Era el mismo aire que Cneo Valerio Flavio había estado cantando en Arausio, en la Galia, para animar a sus compañeros cautivos. Eso fue después de que los Cimbri destrozaran por completo dos ejércitos consulares, mientras que Boierik sacrificaba a todos los prisioneros y al botín al dios del río. ¡Ja, pero la carreta había apestado a sangre! Eodan había estado un poco enfermo, ya que un hombre indefenso tras otro fue a ser ahorcado, a lanza, cortado y se le salieron los sesos: el río se había ahogado con los muertos. Había oído a Flavio cantando. No sabía latín entonces, pero había adivinado por el tipo de risa (¡los romanos se habían reído, esperando ser asesinados!) Que las palabras eran obscenas. En un impulso, compró a Flavio del río por una vaca y un ternero. Más tarde supo que ahora era dueño de un romano de la clase ecuestre, educado en Atenas, poseedor de propiedades ricas y ambiciones altas.

Eodan subió dos escalones y apartó la cortina de su puerta. Esta era la casa errante de un jefe, atraída por cuatro tramos de bueyes, amurallados y techados contra la lluvia.

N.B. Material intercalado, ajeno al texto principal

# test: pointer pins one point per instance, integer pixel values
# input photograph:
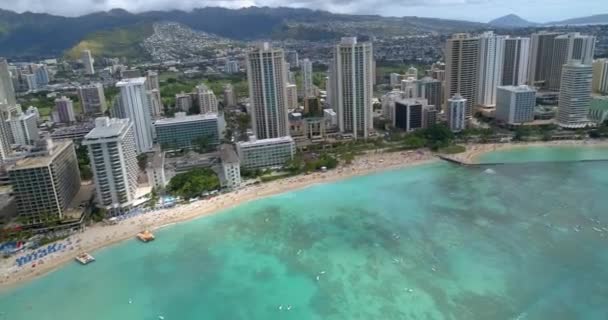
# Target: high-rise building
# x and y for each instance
(307, 88)
(113, 157)
(541, 55)
(183, 131)
(45, 185)
(7, 103)
(24, 128)
(409, 114)
(600, 76)
(352, 77)
(7, 91)
(267, 79)
(231, 167)
(574, 95)
(515, 104)
(206, 99)
(229, 96)
(456, 113)
(491, 55)
(156, 104)
(152, 80)
(431, 90)
(41, 73)
(87, 61)
(568, 47)
(65, 110)
(515, 62)
(266, 153)
(292, 96)
(231, 66)
(134, 105)
(462, 70)
(92, 99)
(183, 102)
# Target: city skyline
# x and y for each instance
(542, 11)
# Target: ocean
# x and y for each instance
(519, 241)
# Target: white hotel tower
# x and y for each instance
(114, 162)
(134, 105)
(352, 79)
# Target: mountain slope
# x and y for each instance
(511, 21)
(595, 19)
(32, 34)
(117, 42)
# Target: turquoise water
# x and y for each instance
(553, 153)
(431, 242)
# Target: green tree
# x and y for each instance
(142, 161)
(193, 183)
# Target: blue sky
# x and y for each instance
(472, 10)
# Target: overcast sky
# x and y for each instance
(472, 10)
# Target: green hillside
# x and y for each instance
(115, 43)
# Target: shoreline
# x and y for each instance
(475, 151)
(99, 236)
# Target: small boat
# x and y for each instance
(84, 258)
(145, 236)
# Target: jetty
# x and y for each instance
(145, 236)
(84, 258)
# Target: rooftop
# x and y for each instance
(180, 118)
(228, 154)
(107, 128)
(131, 82)
(262, 142)
(56, 148)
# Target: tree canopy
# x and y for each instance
(193, 183)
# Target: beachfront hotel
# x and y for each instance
(45, 184)
(134, 105)
(267, 79)
(182, 131)
(113, 155)
(352, 81)
(515, 104)
(266, 153)
(231, 167)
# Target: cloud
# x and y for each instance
(475, 10)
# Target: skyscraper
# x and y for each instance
(491, 55)
(515, 62)
(229, 96)
(600, 76)
(541, 54)
(456, 113)
(574, 95)
(135, 106)
(568, 47)
(352, 77)
(87, 61)
(462, 69)
(7, 103)
(92, 99)
(267, 79)
(44, 185)
(206, 99)
(515, 104)
(307, 88)
(431, 90)
(292, 96)
(114, 162)
(65, 110)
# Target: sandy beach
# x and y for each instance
(474, 151)
(100, 235)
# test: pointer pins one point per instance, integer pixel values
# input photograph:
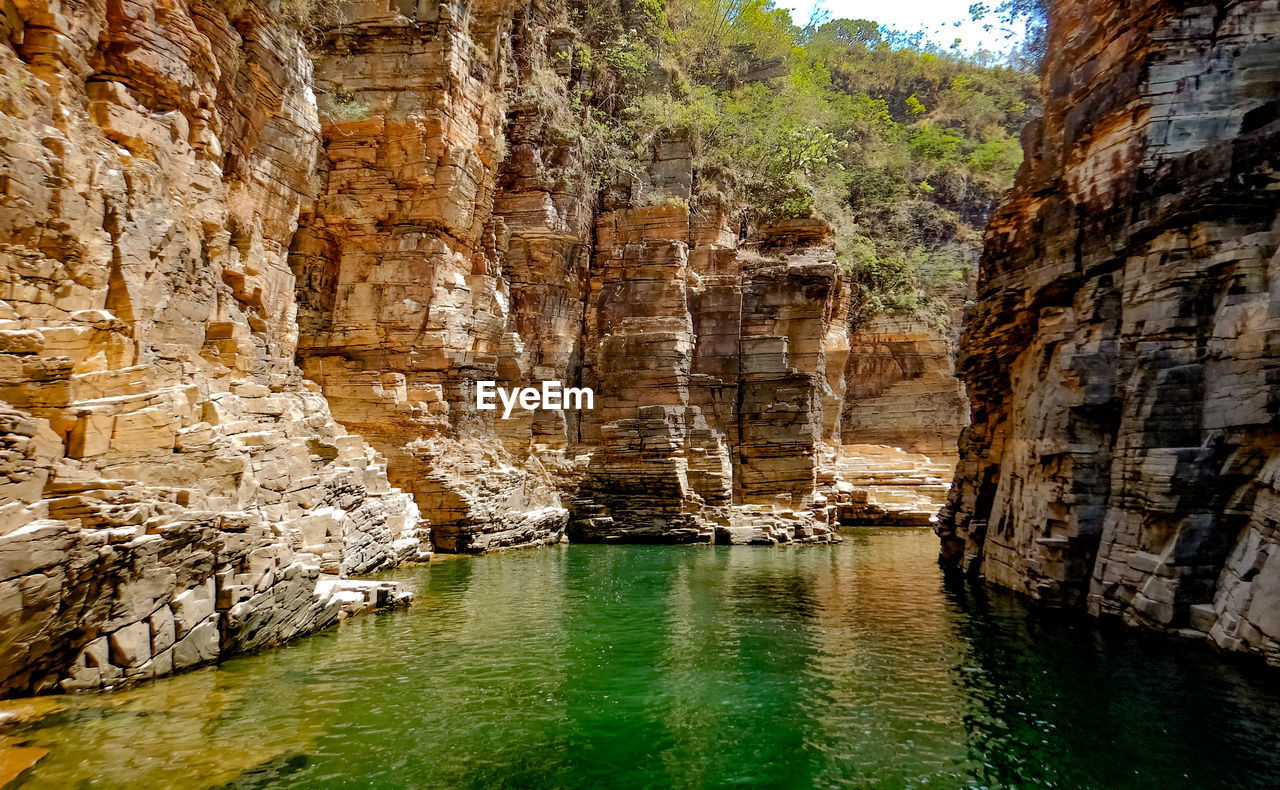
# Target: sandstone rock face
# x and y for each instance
(220, 251)
(174, 487)
(711, 366)
(403, 301)
(1123, 452)
(903, 391)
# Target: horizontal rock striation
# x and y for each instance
(174, 488)
(1124, 447)
(225, 251)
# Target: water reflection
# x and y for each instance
(691, 667)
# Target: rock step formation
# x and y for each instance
(881, 485)
(248, 286)
(173, 487)
(1124, 451)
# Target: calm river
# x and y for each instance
(848, 666)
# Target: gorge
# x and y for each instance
(250, 288)
(261, 264)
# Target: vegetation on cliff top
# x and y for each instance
(901, 146)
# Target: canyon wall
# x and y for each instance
(1123, 453)
(174, 488)
(248, 283)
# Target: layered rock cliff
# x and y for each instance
(174, 487)
(1123, 452)
(223, 247)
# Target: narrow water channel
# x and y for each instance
(846, 666)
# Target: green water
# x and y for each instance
(849, 666)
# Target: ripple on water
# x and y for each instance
(693, 667)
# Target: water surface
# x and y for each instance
(848, 666)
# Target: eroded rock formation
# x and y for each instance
(222, 250)
(174, 487)
(1123, 452)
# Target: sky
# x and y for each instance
(937, 18)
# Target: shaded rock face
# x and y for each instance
(1123, 452)
(173, 487)
(432, 261)
(220, 251)
(903, 388)
(711, 368)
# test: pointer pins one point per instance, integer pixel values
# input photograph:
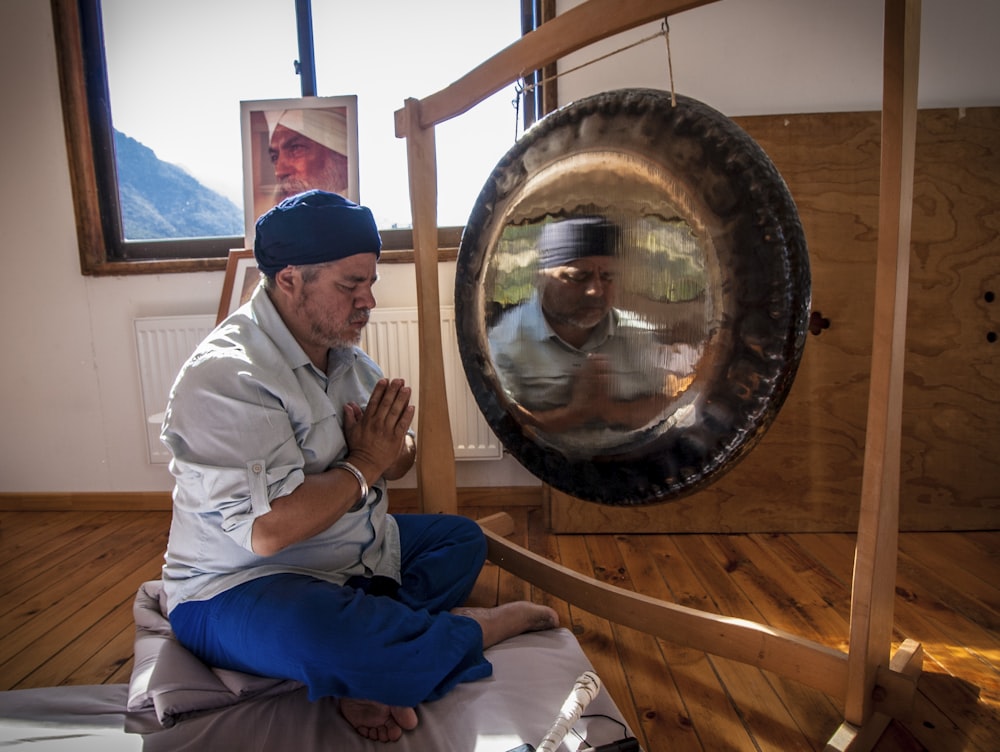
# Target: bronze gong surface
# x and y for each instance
(632, 297)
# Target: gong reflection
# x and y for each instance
(596, 326)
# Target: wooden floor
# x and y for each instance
(67, 580)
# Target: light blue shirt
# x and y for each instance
(249, 417)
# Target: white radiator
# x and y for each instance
(162, 345)
(391, 338)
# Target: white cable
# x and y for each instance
(584, 691)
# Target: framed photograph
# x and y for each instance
(242, 277)
(293, 145)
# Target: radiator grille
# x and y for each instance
(391, 338)
(163, 344)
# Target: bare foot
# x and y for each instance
(510, 619)
(378, 722)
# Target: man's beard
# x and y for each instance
(331, 178)
(343, 336)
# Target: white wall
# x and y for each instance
(70, 410)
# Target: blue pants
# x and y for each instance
(344, 641)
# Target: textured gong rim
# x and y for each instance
(750, 228)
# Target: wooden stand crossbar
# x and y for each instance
(872, 687)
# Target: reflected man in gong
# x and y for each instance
(567, 357)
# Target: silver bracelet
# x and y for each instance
(344, 465)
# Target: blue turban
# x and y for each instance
(564, 241)
(312, 228)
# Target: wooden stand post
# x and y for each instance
(872, 688)
(436, 486)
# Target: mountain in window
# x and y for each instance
(161, 201)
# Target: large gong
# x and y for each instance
(632, 297)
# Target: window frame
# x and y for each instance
(93, 173)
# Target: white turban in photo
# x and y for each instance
(326, 127)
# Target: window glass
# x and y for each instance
(178, 70)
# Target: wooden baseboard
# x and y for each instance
(160, 501)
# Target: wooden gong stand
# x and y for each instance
(872, 685)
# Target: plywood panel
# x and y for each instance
(806, 473)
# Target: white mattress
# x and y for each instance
(533, 674)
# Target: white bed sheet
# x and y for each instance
(533, 674)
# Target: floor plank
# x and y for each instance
(67, 581)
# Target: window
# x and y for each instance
(161, 82)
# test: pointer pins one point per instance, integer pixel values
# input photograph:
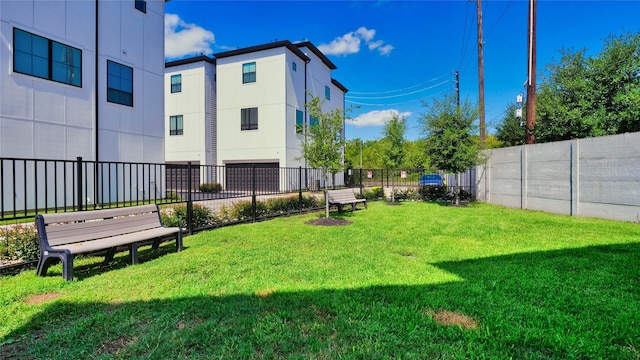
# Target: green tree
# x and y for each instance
(449, 133)
(324, 142)
(511, 132)
(393, 144)
(585, 96)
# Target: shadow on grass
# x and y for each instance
(573, 303)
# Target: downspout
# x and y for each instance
(97, 97)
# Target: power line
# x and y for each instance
(398, 95)
(397, 90)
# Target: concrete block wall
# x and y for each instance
(595, 177)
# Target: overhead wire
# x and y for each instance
(397, 90)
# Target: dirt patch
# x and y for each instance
(42, 298)
(450, 318)
(329, 222)
(115, 345)
(264, 293)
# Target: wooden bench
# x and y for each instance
(63, 235)
(343, 197)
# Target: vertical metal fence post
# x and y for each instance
(253, 192)
(79, 182)
(189, 201)
(300, 188)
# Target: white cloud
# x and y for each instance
(376, 117)
(182, 39)
(350, 42)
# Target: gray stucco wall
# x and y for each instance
(596, 177)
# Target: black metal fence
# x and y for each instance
(30, 186)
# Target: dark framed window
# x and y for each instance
(141, 5)
(176, 83)
(313, 121)
(249, 119)
(47, 59)
(119, 83)
(176, 126)
(248, 73)
(299, 122)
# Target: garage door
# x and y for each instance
(239, 177)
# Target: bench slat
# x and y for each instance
(101, 244)
(83, 231)
(97, 214)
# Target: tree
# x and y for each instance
(511, 132)
(449, 133)
(324, 142)
(586, 96)
(393, 143)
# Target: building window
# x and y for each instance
(176, 83)
(119, 83)
(249, 119)
(299, 122)
(313, 121)
(248, 73)
(175, 125)
(47, 59)
(141, 5)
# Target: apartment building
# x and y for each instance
(82, 78)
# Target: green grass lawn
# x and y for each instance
(419, 280)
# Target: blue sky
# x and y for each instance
(391, 55)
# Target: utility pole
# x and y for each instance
(480, 72)
(457, 81)
(531, 81)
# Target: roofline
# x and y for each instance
(339, 86)
(269, 46)
(318, 53)
(190, 61)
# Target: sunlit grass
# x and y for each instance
(533, 285)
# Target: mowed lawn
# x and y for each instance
(416, 281)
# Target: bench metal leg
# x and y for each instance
(49, 258)
(109, 256)
(133, 253)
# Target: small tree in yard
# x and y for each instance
(449, 136)
(393, 142)
(324, 142)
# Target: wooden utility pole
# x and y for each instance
(480, 72)
(531, 81)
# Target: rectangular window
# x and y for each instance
(119, 83)
(313, 121)
(141, 5)
(299, 122)
(249, 119)
(248, 73)
(176, 83)
(47, 59)
(175, 125)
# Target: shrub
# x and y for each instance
(177, 216)
(210, 187)
(433, 193)
(19, 242)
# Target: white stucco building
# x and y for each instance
(82, 78)
(246, 108)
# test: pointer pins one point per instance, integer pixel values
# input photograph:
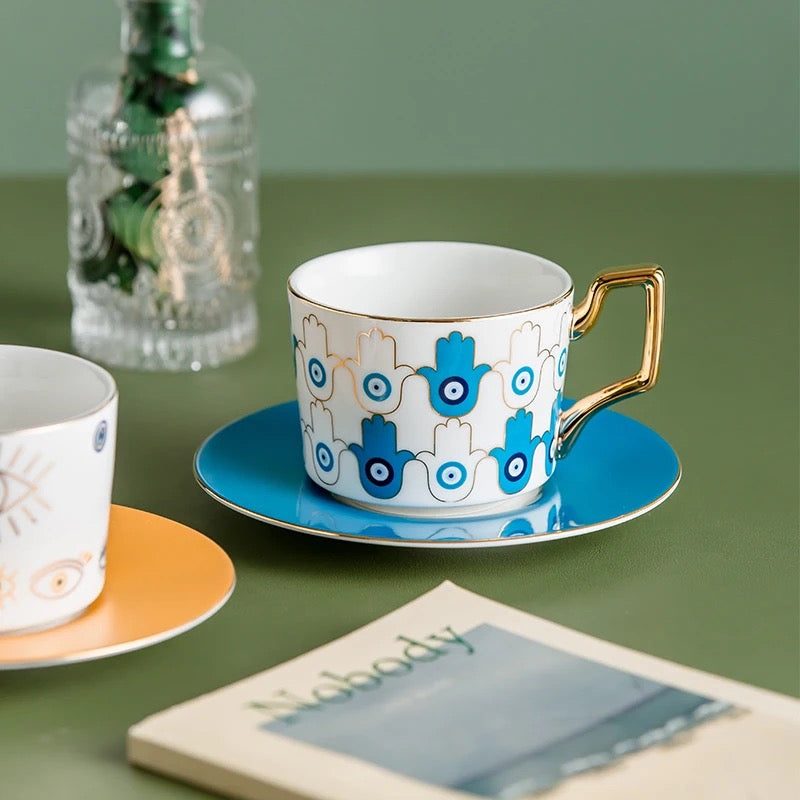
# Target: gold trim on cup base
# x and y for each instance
(451, 512)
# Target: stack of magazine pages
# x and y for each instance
(457, 696)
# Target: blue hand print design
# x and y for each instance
(550, 438)
(515, 459)
(454, 382)
(380, 463)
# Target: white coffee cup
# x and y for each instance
(58, 422)
(430, 375)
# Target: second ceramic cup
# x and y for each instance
(430, 374)
(58, 422)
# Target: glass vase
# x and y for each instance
(163, 198)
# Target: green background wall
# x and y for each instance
(466, 85)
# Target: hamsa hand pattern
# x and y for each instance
(377, 377)
(451, 465)
(325, 449)
(522, 373)
(316, 363)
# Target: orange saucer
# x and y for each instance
(162, 579)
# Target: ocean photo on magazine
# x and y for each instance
(489, 713)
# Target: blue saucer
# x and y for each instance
(617, 470)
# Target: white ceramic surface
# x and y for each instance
(430, 374)
(58, 422)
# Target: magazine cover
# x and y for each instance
(458, 696)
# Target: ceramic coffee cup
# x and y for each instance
(430, 374)
(58, 420)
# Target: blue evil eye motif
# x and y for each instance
(380, 463)
(321, 447)
(100, 436)
(522, 380)
(317, 373)
(324, 457)
(550, 439)
(376, 386)
(451, 475)
(515, 458)
(454, 382)
(313, 360)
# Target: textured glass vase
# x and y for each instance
(162, 197)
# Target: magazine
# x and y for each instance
(457, 696)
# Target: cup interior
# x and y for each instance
(430, 280)
(45, 387)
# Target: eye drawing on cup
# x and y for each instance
(19, 490)
(8, 585)
(454, 382)
(317, 364)
(60, 578)
(515, 458)
(380, 463)
(378, 378)
(522, 373)
(451, 465)
(325, 449)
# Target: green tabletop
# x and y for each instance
(709, 579)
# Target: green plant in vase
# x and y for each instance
(162, 196)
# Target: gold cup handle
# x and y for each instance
(585, 314)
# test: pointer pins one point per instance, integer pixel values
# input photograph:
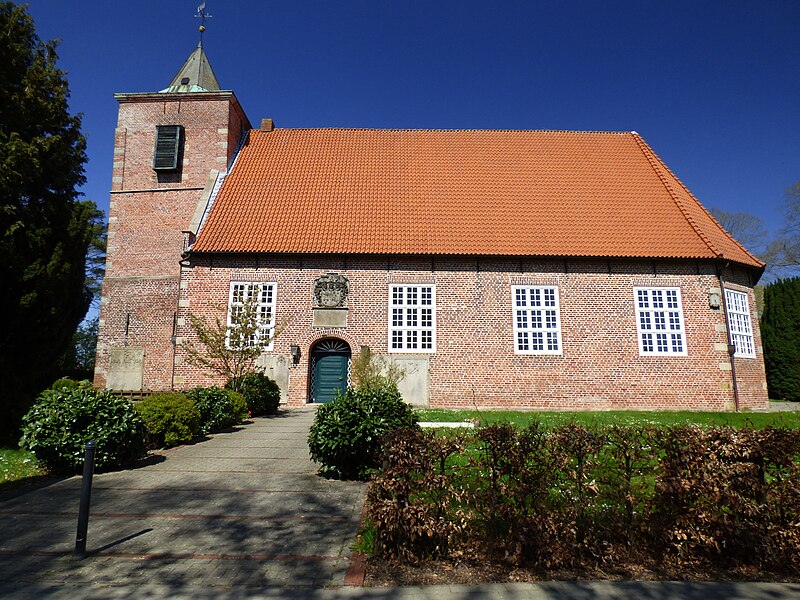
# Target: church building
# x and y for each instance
(559, 270)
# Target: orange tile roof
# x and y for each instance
(519, 193)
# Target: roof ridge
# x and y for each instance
(657, 164)
(446, 130)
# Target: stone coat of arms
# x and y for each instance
(330, 291)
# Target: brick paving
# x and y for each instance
(241, 509)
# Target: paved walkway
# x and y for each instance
(241, 515)
(243, 508)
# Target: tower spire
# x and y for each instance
(202, 15)
(196, 74)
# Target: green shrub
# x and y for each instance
(70, 384)
(219, 408)
(260, 392)
(345, 437)
(170, 417)
(59, 424)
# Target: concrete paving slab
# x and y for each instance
(244, 508)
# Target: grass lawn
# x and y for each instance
(789, 420)
(17, 468)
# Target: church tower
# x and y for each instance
(170, 149)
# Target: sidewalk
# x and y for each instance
(242, 515)
(244, 508)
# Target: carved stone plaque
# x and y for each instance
(330, 291)
(125, 369)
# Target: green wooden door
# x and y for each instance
(330, 362)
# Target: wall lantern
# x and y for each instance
(294, 349)
(714, 299)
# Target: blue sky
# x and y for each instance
(712, 85)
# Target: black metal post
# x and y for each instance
(86, 497)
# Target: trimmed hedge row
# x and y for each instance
(65, 417)
(669, 499)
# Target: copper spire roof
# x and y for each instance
(476, 192)
(195, 75)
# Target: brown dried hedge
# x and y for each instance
(586, 498)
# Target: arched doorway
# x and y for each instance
(329, 369)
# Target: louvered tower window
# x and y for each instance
(168, 147)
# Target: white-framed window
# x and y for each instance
(739, 323)
(262, 298)
(659, 321)
(412, 318)
(537, 322)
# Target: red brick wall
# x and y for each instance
(149, 210)
(600, 367)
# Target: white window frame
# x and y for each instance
(412, 318)
(241, 291)
(659, 312)
(537, 313)
(740, 323)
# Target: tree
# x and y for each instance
(229, 350)
(784, 251)
(780, 332)
(745, 228)
(45, 229)
(78, 361)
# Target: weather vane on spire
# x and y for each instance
(202, 15)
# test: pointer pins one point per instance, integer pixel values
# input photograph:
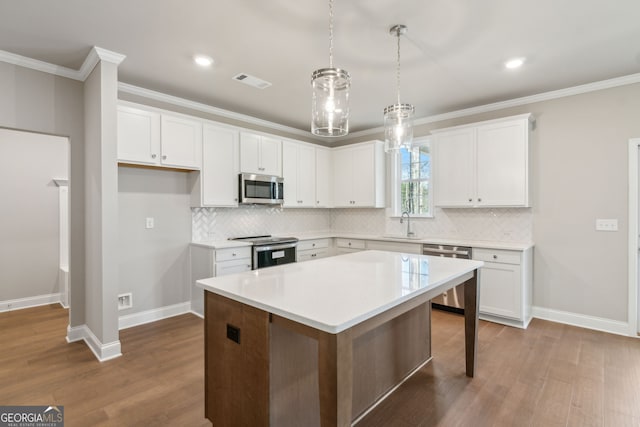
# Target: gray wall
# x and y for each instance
(40, 102)
(29, 217)
(153, 263)
(579, 174)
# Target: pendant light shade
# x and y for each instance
(398, 118)
(330, 97)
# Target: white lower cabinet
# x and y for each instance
(308, 250)
(505, 286)
(209, 262)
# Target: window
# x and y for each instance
(413, 180)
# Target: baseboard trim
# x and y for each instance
(581, 320)
(136, 319)
(20, 303)
(103, 352)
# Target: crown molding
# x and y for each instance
(545, 96)
(182, 102)
(34, 64)
(95, 55)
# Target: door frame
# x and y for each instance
(634, 240)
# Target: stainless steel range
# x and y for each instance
(269, 251)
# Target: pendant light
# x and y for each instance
(330, 100)
(398, 118)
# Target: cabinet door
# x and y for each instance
(306, 176)
(502, 164)
(220, 166)
(501, 290)
(138, 136)
(290, 174)
(363, 166)
(249, 153)
(181, 142)
(324, 191)
(270, 156)
(454, 168)
(343, 178)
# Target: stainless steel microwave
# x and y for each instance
(261, 189)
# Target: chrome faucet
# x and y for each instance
(409, 232)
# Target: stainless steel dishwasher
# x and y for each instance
(452, 300)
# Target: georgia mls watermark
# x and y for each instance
(31, 416)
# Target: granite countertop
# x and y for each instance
(333, 294)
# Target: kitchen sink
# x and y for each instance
(400, 237)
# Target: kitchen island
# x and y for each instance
(320, 343)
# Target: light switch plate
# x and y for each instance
(606, 224)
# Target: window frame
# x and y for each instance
(396, 180)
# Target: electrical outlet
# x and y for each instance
(125, 301)
(606, 224)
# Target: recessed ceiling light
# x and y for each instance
(514, 63)
(203, 60)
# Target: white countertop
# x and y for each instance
(336, 293)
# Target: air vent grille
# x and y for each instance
(252, 80)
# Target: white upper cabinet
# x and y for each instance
(260, 154)
(483, 164)
(138, 136)
(299, 173)
(180, 142)
(324, 178)
(358, 175)
(154, 138)
(217, 182)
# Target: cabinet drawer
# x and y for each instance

“¿Que es eso?” La baja voz de mujer era tensa. La oyó moverse en el oscuro cuerpo del vagón, entre sus armas atormentadas.

“Yo”, dijo. “Solo yo.”

“Oh—” Hwicca buscó a tientas la puerta. La tenue luz distinguió su rostro: ancho, chato, un poco pecoso, la boca ancha y suave, los ojos como el cielo de verano. Su pelo amarillo caía tan grueso sobre los fuertes hombros que él apenas podía ver su cuerpo agachado.

“Oh, Eodan, tenía miedo”.

Sus manos se sintieron frías, tocando las de él. “De unos pocos romanos?” preguntó.

“De lo que podría pasarte mañana”, susurró. “E incluso a Othrik … pensé que no vendrías para nada esta noche”.

Su brazo se deslizó por debajo de la melena de trigo, a través de su espalda desnuda, y la besó con una dulzura que nunca había tenido para otras mujeres. No era solo que ella era su esposa y había dado a luz a su hijo. Seguramente no fue que ella también viniera de una alta casa de cimbrios. Pero cuando la vio, fue como una primavera dentro de él, una primavera de Jutlandia en años perdidos cuando la Doncella condujo guirnalda bajo espinos en flor; y él sabía que ser un hombre era más que una simple preparación para la guerra.

“Salí a mirar las cosas”, le dijo, “y hablé con algunos hombres y con Flavio”.

“Entonces … me quedé dormido, esperando. No escuché. Flavio me cantó una canción para hacerme dormir cuando no podía … primero me había hecho reír también”. Hwicca sonrió. “Prometió traerme algunas de estas flores que tienen: rosas, las llama …”

“¡Eso es suficiente de Flavio!” espetó Eodan. Que se vaya el viento con ese romano, pensó, la forma en que hechiza a todas las mujeres. Regreso y lo primero que escucho de mi esposa es lo maravilloso que es Flavio.

Hwicca ladeó la cabeza. “¿Sabes?” Murmuró ella, “Creo que estás celosa. ¡Como si tuvieras alguna razón!”

Ella se retiró. Lo siguió, quitándose la ropa con torpeza en el espacio negro y estrecho. Escuchó a Hwicca ir a Othrik, la pequeña y lechosa maravilla que un día se sentaría en su alto asiento y dibujaría una piel sobre la forma acurrucada. Esperó en su propia paja. En la actualidad sus brazos lo encontraron.